8 Responses to “BRIC vs FUJUG”

  1. leftback says:

    The problem for BRIC is that FUJUG buy their stuff, and half the population of FUJUG are broke.

  2. Bruce N Tennessee says:

    I did find it interesting, since we’ve been discusssing the desire of the BRIC’s to use something other than the dollar that this idea just won’t die. Russia (won’t put up the web site since everyone has seen the headline) is going to suggest that at the BRIC conference, and oh, by the way, we asked to come as an observer, and were refused……how about them apples?

    Those who are smug about the dollar status…I think may be in for a rude awakening..

  3. leftback says:

    B n T: All true, regarding the likelihood of the $ following the £ into decline – but not yet.
    There is still way too much $ denominated debt in the rest of the world for a collapse in the immediate future.
    Deleveraging, increased savings and debt writedown/restructuring will all support the $ for a while.

  4. leftback says:

    Setser on China stockpiling and recovery – “decoupling” may be over-estimated, AGAIN …
    http://blogs.cfr.org/setser/2009/06/14/chinas-recovery-still-isnt-supporting-much-global-demand/

  5. super_trooper says:

    “its emerging economies that hold the key to future global growth as 86% of the world’s population live in the developing world.”
    Dude, that’s like so the 90′s……… and the 70s (Brazil).

  6. jrm says:

    I’m not sure French consumers are highly leveraged. Local law doesn’t allow you to be indebted to more than 30% of your income.

  7. Urkel says:

    Brazil: 25% of population in abject poverty. Still very reliant on natural resources but environment is being destroyed at an accelerating pace
    Russia: Economy close to 100% reliant on oil, corrupt oligarchical economy. Aging and dying (literally) younger generation
    India: Still highly reliant on outsourced service jobs from the US and other Western countries – mostly with the purpose of selling back those services to western consumers. Reliant on its “best and brightest” to be educated in the US/UK.
    China: Reliant on manufacturing outsourced by the west – similarly to India with the purpose of exporting back to the the west. Pegs its currency agressively to remain competitive. ANY published government numbers highly suspect.

    The US most certainly has some enormous challenges, but to think that those four will become the new powers is ridiculous. There will no doubt be a weakening of US power, but BRIC need to set their own respective houses in order as well.

  8. teraflop says:

    You know the (ex) Soviets are coming around to thinking like westerners when they seek institutional consensus. Good luck to them. These BRICs remind me of children playing poker with hands loaded with Kings, Queens, and Jokers – they know they have a good hand because the colors are pretty.
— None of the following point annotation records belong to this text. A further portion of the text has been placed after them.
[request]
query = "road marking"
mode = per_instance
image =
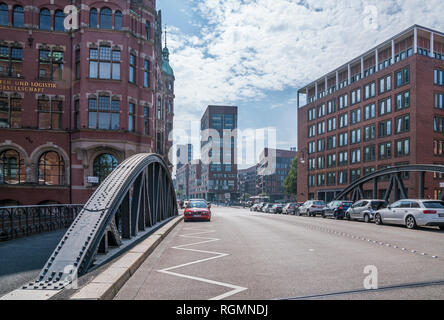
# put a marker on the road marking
(218, 255)
(364, 291)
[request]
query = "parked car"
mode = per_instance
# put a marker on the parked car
(364, 210)
(197, 210)
(336, 209)
(290, 208)
(312, 208)
(276, 208)
(267, 207)
(260, 206)
(413, 213)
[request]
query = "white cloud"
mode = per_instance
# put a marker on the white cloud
(249, 47)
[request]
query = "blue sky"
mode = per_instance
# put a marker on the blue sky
(256, 53)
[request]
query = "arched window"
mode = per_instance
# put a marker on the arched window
(4, 14)
(106, 18)
(59, 21)
(118, 20)
(51, 169)
(93, 18)
(104, 165)
(10, 112)
(12, 169)
(18, 17)
(45, 19)
(9, 203)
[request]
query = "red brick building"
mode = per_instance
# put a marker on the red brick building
(75, 103)
(384, 108)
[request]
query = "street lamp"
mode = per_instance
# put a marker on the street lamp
(303, 161)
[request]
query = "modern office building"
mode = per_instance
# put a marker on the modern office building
(381, 109)
(246, 181)
(183, 182)
(272, 169)
(219, 153)
(75, 103)
(196, 188)
(184, 154)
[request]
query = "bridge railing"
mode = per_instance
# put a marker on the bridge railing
(22, 221)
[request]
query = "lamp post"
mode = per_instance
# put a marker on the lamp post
(303, 162)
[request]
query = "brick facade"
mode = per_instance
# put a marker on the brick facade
(145, 107)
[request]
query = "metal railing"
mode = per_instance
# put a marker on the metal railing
(22, 221)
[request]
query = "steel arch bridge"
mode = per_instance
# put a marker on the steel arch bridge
(138, 196)
(395, 185)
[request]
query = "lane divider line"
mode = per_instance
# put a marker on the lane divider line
(217, 255)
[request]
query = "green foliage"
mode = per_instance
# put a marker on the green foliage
(291, 181)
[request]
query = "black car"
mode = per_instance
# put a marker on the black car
(337, 209)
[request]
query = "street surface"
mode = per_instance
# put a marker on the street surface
(245, 255)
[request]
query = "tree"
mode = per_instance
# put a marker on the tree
(291, 181)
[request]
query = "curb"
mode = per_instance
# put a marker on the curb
(107, 284)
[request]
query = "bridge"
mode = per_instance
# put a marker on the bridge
(355, 191)
(134, 201)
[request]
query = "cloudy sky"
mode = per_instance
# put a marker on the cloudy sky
(255, 54)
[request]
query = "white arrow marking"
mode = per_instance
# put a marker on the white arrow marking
(236, 289)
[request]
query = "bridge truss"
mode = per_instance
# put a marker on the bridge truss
(137, 196)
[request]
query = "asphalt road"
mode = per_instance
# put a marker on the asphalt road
(244, 255)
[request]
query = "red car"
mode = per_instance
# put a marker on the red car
(197, 210)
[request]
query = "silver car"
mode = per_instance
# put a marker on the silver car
(413, 213)
(364, 210)
(312, 208)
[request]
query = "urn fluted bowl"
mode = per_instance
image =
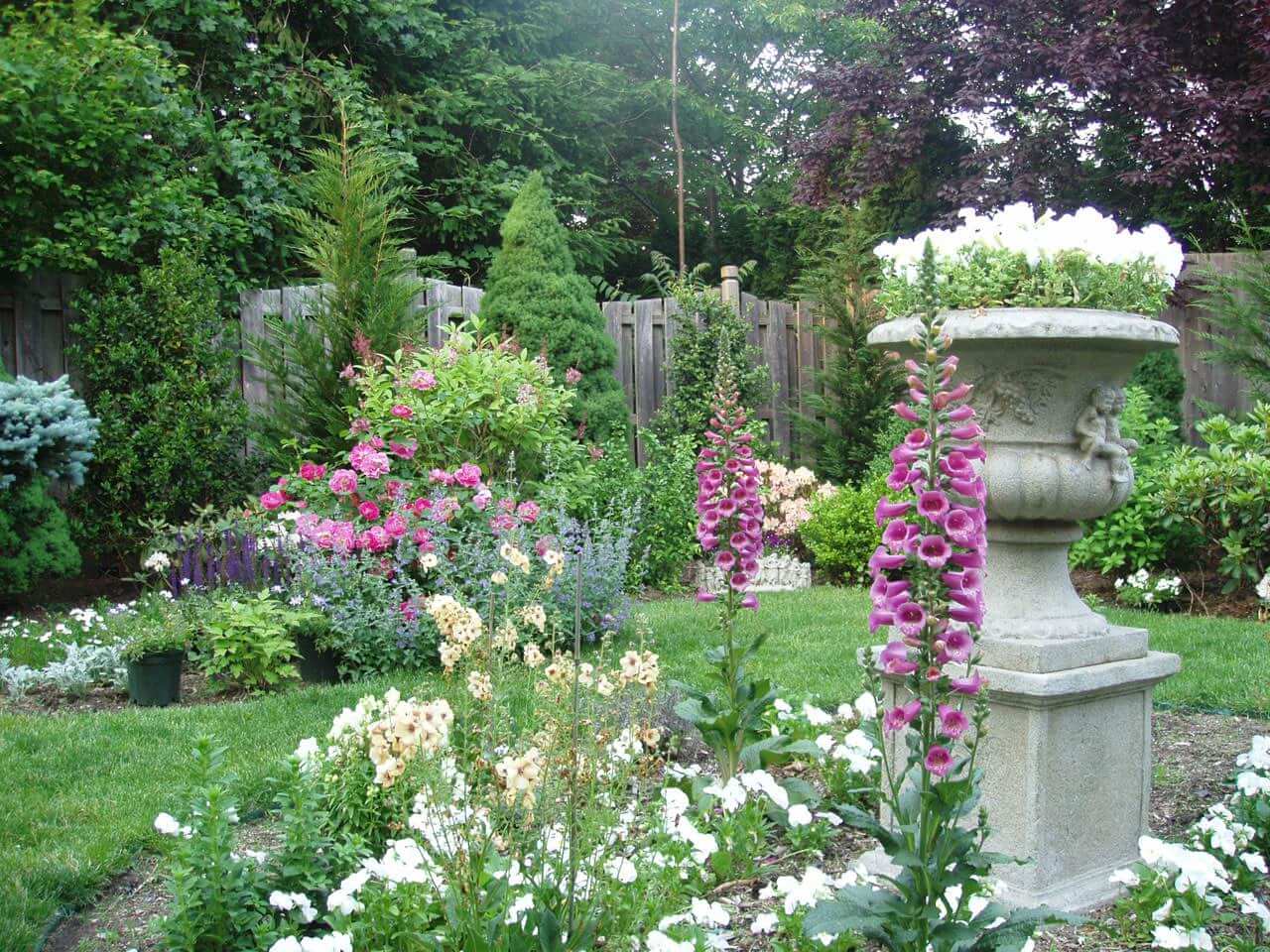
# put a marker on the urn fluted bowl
(1048, 389)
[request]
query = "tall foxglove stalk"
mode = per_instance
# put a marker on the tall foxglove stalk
(928, 590)
(730, 532)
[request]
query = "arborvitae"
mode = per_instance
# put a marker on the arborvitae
(535, 294)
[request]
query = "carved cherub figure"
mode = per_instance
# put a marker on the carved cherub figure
(1098, 429)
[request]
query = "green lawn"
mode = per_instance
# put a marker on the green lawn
(77, 792)
(815, 636)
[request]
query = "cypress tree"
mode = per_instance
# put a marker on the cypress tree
(535, 294)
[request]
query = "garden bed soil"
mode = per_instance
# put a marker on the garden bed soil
(1202, 593)
(125, 915)
(195, 688)
(1194, 756)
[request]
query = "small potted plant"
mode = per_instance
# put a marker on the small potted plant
(155, 656)
(318, 661)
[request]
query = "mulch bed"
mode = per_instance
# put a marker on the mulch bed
(1194, 756)
(195, 688)
(1202, 593)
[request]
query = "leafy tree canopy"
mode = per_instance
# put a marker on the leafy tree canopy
(1146, 109)
(207, 109)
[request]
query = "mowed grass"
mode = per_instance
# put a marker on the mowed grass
(79, 792)
(815, 638)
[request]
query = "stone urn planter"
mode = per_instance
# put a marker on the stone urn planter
(776, 572)
(1069, 760)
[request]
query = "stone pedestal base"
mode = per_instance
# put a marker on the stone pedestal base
(1067, 772)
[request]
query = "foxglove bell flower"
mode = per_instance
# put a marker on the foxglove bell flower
(729, 506)
(928, 574)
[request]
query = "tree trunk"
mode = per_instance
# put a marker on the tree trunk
(675, 131)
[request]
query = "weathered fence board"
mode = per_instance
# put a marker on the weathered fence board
(37, 325)
(1207, 384)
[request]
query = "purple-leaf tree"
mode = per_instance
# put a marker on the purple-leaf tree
(1150, 111)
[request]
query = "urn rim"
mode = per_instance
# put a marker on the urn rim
(1037, 324)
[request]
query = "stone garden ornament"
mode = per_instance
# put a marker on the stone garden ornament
(1069, 761)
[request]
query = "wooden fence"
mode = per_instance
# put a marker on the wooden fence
(643, 331)
(37, 324)
(1207, 384)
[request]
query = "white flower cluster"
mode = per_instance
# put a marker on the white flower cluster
(1264, 588)
(1218, 865)
(1019, 229)
(1148, 589)
(389, 730)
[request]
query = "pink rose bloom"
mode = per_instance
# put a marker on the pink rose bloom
(343, 483)
(375, 539)
(467, 475)
(373, 465)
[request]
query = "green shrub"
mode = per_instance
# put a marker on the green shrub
(851, 407)
(45, 429)
(1160, 375)
(470, 402)
(35, 538)
(535, 294)
(1220, 493)
(842, 532)
(348, 232)
(1137, 536)
(666, 539)
(1237, 303)
(248, 642)
(172, 433)
(707, 333)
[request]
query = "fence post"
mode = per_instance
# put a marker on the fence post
(730, 286)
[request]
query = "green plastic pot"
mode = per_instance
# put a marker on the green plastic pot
(317, 665)
(154, 680)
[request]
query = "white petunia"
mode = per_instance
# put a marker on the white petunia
(763, 924)
(816, 716)
(799, 815)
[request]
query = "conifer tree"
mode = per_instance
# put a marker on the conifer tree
(535, 294)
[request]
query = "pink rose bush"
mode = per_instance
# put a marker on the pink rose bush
(405, 536)
(788, 495)
(472, 403)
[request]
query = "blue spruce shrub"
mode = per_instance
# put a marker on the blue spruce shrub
(35, 537)
(46, 430)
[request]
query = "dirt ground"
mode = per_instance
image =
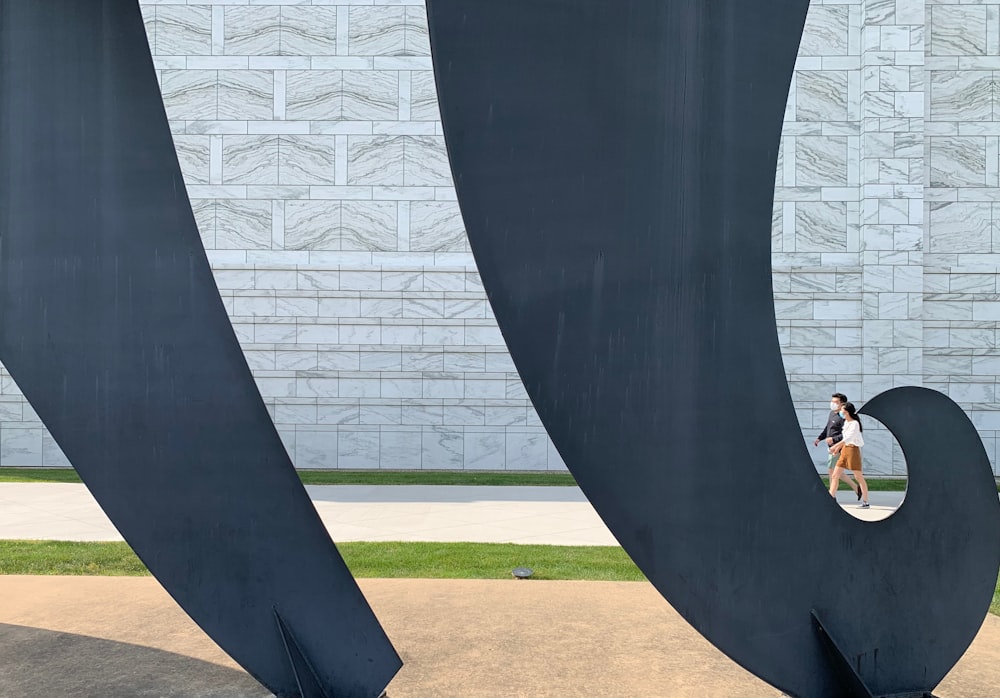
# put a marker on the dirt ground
(123, 636)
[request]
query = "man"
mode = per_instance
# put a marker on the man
(832, 433)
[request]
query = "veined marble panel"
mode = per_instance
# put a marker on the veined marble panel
(426, 162)
(183, 30)
(960, 227)
(423, 96)
(416, 42)
(370, 95)
(312, 225)
(250, 159)
(307, 160)
(313, 95)
(190, 95)
(375, 160)
(252, 30)
(821, 160)
(962, 95)
(826, 31)
(958, 29)
(246, 95)
(368, 225)
(242, 224)
(821, 95)
(437, 226)
(820, 226)
(377, 30)
(957, 161)
(194, 156)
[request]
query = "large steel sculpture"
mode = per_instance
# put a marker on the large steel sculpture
(615, 165)
(111, 324)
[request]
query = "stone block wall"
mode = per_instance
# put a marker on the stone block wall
(310, 142)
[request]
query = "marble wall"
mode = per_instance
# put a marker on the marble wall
(310, 142)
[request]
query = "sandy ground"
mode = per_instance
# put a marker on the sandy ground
(107, 636)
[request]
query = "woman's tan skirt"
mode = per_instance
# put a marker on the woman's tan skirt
(850, 458)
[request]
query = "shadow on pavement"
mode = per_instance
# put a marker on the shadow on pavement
(36, 662)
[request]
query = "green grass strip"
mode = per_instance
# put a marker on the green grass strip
(365, 559)
(407, 477)
(348, 477)
(377, 560)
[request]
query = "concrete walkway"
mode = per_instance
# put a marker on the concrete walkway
(544, 515)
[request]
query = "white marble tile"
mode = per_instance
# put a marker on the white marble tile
(426, 162)
(358, 450)
(485, 450)
(190, 95)
(423, 96)
(820, 226)
(377, 31)
(960, 227)
(400, 450)
(419, 413)
(312, 225)
(826, 31)
(252, 30)
(316, 449)
(368, 225)
(821, 95)
(183, 30)
(821, 160)
(307, 160)
(21, 446)
(526, 450)
(241, 224)
(437, 226)
(375, 160)
(193, 154)
(958, 30)
(442, 449)
(250, 159)
(370, 95)
(340, 412)
(417, 42)
(308, 31)
(961, 95)
(246, 95)
(957, 161)
(313, 95)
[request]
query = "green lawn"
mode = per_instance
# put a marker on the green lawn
(404, 477)
(385, 560)
(381, 560)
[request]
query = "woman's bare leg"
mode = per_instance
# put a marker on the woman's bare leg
(864, 485)
(835, 481)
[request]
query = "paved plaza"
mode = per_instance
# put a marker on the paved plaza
(543, 515)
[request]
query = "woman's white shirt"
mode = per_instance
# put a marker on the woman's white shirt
(852, 434)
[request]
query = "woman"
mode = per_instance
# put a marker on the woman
(850, 453)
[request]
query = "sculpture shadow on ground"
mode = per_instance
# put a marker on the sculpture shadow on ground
(113, 328)
(615, 167)
(38, 662)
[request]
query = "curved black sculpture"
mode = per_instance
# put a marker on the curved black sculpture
(615, 165)
(111, 324)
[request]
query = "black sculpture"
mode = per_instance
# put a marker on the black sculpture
(111, 324)
(615, 162)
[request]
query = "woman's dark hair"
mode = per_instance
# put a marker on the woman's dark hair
(850, 409)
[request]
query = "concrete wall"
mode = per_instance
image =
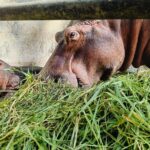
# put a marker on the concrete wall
(24, 43)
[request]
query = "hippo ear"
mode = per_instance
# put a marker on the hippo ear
(59, 36)
(115, 25)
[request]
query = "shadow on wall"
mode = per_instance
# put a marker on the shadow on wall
(28, 42)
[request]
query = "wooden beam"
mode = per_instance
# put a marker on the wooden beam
(76, 9)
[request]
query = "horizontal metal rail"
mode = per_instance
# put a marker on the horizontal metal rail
(76, 9)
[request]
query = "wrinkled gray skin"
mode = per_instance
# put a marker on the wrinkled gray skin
(8, 80)
(85, 54)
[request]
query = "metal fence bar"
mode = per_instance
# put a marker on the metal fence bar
(76, 9)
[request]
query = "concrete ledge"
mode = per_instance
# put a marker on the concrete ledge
(76, 9)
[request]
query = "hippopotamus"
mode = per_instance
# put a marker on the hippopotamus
(93, 50)
(8, 79)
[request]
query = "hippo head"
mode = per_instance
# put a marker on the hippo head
(86, 53)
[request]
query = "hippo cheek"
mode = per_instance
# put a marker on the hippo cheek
(82, 75)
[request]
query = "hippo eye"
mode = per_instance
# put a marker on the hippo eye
(74, 35)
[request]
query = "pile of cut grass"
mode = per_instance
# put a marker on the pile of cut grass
(111, 115)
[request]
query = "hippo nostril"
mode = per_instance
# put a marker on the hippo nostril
(72, 34)
(57, 78)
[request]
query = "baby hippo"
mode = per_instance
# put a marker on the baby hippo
(8, 80)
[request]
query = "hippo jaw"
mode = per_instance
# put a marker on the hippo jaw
(85, 55)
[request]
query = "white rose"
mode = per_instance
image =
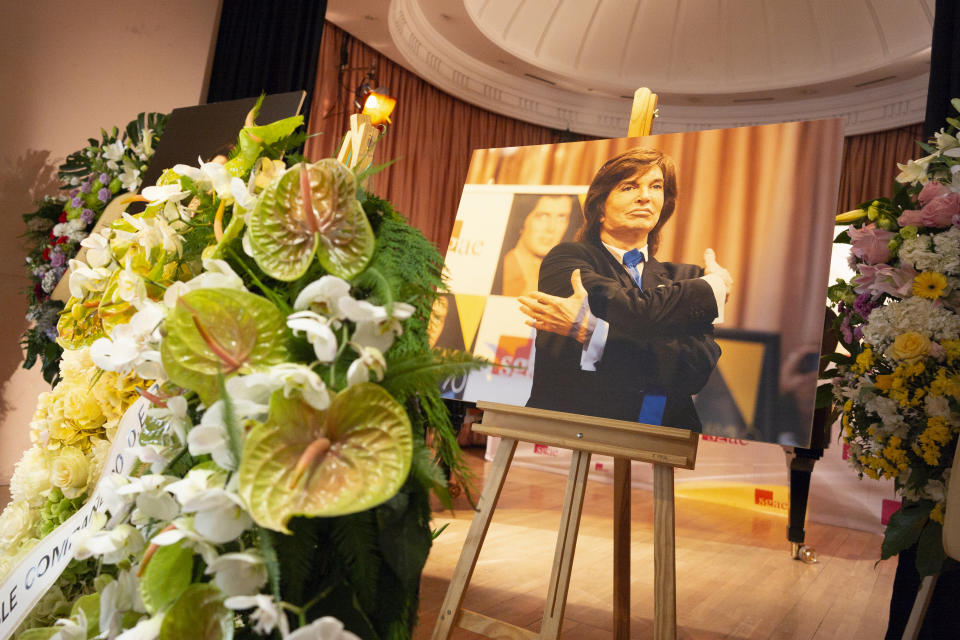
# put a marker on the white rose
(69, 472)
(31, 477)
(16, 523)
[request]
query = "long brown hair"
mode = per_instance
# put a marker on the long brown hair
(619, 168)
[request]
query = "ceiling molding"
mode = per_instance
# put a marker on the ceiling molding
(504, 84)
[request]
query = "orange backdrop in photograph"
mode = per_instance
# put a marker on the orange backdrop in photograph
(741, 192)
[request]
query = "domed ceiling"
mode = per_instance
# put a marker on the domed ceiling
(574, 64)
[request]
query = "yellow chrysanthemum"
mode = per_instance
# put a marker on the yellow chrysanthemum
(936, 514)
(944, 385)
(929, 284)
(952, 349)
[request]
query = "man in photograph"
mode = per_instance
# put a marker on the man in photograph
(545, 221)
(619, 333)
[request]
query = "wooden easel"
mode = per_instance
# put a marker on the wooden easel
(666, 448)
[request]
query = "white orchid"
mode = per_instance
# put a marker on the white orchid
(113, 151)
(131, 344)
(375, 326)
(153, 232)
(165, 193)
(117, 598)
(210, 437)
(370, 361)
(150, 454)
(146, 629)
(114, 545)
(72, 628)
(84, 279)
(219, 515)
(325, 628)
(217, 274)
(131, 287)
(209, 176)
(290, 376)
(323, 296)
(238, 574)
(914, 171)
(318, 332)
(175, 413)
(98, 249)
(267, 615)
(152, 501)
(182, 529)
(130, 177)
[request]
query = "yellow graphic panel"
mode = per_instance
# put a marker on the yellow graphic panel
(767, 498)
(741, 365)
(470, 309)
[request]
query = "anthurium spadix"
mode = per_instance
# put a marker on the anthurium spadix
(302, 461)
(213, 332)
(311, 209)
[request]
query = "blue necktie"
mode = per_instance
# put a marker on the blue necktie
(651, 411)
(631, 259)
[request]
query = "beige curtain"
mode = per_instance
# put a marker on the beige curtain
(870, 163)
(436, 134)
(432, 141)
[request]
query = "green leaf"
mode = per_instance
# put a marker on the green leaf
(167, 576)
(824, 396)
(904, 527)
(345, 459)
(90, 605)
(220, 331)
(930, 553)
(404, 537)
(842, 238)
(408, 374)
(198, 614)
(41, 633)
(429, 474)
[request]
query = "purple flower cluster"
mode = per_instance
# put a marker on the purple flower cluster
(57, 258)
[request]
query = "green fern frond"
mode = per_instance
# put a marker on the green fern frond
(410, 373)
(355, 540)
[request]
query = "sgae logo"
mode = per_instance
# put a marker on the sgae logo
(513, 352)
(463, 246)
(764, 498)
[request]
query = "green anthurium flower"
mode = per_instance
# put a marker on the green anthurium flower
(302, 461)
(311, 210)
(213, 332)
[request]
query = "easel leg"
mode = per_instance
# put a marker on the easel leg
(664, 559)
(621, 549)
(474, 540)
(566, 545)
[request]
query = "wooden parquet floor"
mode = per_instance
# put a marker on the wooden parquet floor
(735, 576)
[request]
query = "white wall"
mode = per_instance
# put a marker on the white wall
(68, 68)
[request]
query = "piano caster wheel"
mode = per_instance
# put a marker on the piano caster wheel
(803, 553)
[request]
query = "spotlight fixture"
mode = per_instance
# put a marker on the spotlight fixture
(378, 104)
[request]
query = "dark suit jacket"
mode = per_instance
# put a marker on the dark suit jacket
(660, 338)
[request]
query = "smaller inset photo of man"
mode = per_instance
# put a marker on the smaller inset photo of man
(537, 223)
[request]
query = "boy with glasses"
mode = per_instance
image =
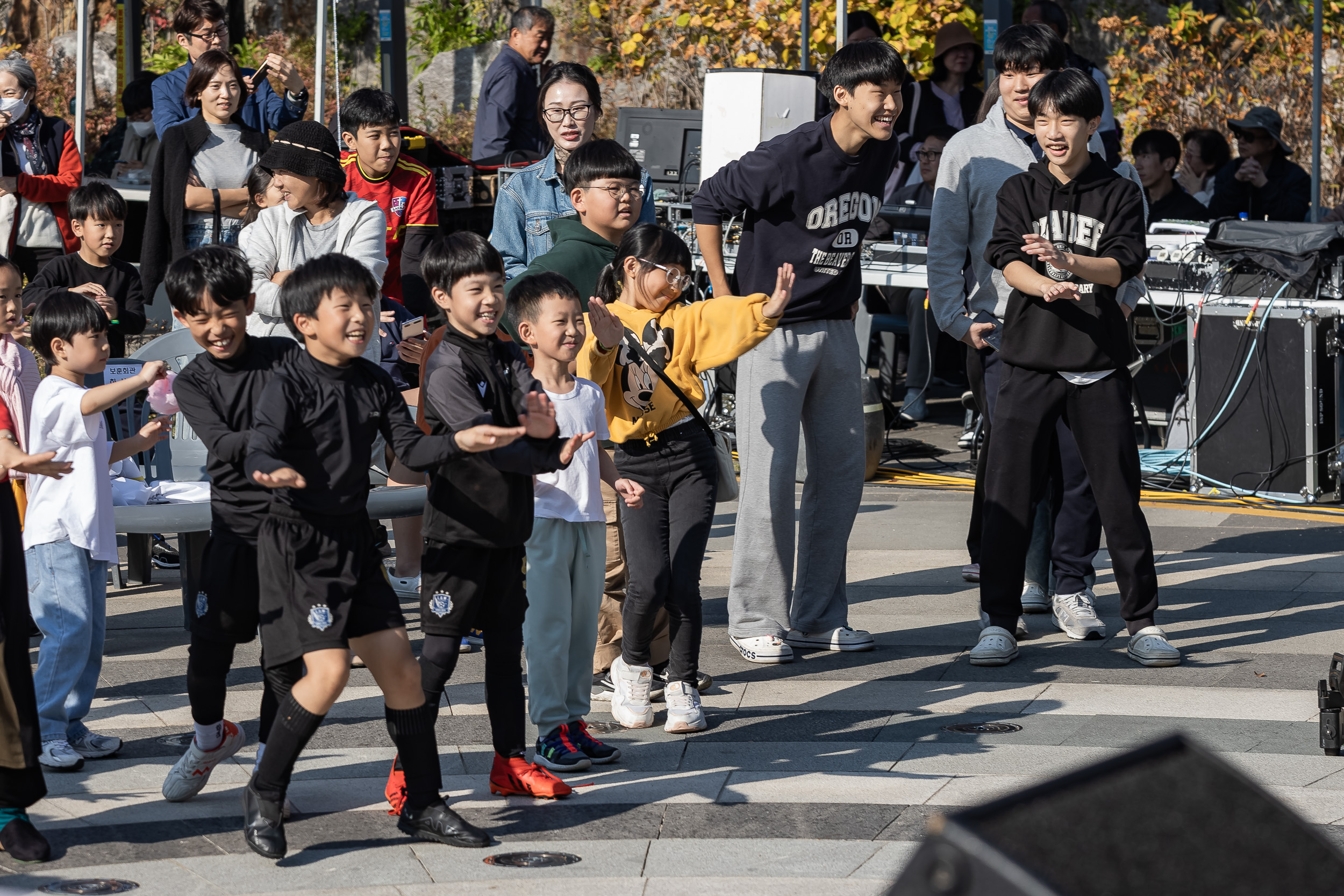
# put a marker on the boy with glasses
(201, 26)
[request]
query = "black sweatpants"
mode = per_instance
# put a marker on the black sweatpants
(666, 540)
(1030, 404)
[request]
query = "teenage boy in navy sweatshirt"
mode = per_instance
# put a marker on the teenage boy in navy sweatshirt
(1069, 233)
(807, 199)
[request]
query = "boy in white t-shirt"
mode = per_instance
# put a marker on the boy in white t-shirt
(69, 536)
(566, 554)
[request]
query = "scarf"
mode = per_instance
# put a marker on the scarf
(18, 385)
(26, 139)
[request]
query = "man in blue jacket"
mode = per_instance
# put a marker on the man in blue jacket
(201, 26)
(506, 112)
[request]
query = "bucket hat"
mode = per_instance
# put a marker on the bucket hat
(305, 148)
(1262, 117)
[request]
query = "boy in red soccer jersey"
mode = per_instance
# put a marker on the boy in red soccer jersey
(402, 189)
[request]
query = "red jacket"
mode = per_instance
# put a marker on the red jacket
(57, 141)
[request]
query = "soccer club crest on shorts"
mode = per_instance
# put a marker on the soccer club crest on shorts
(320, 617)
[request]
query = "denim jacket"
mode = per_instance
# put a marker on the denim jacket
(526, 205)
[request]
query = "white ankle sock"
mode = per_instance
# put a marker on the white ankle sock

    Look, if you’re a Russian chafing at having to use USD to buy goods from India, then go ahead and transact in Rubles or Rupee or Yuan or Real, anything but the dollar, plus provide whatever other credit/liquidity – curing document or funds (non USD) are required and see what happens. The Argentinians & Chinese were able to execute their Swap, for example.

    Pony up and grow up, I say (hmph).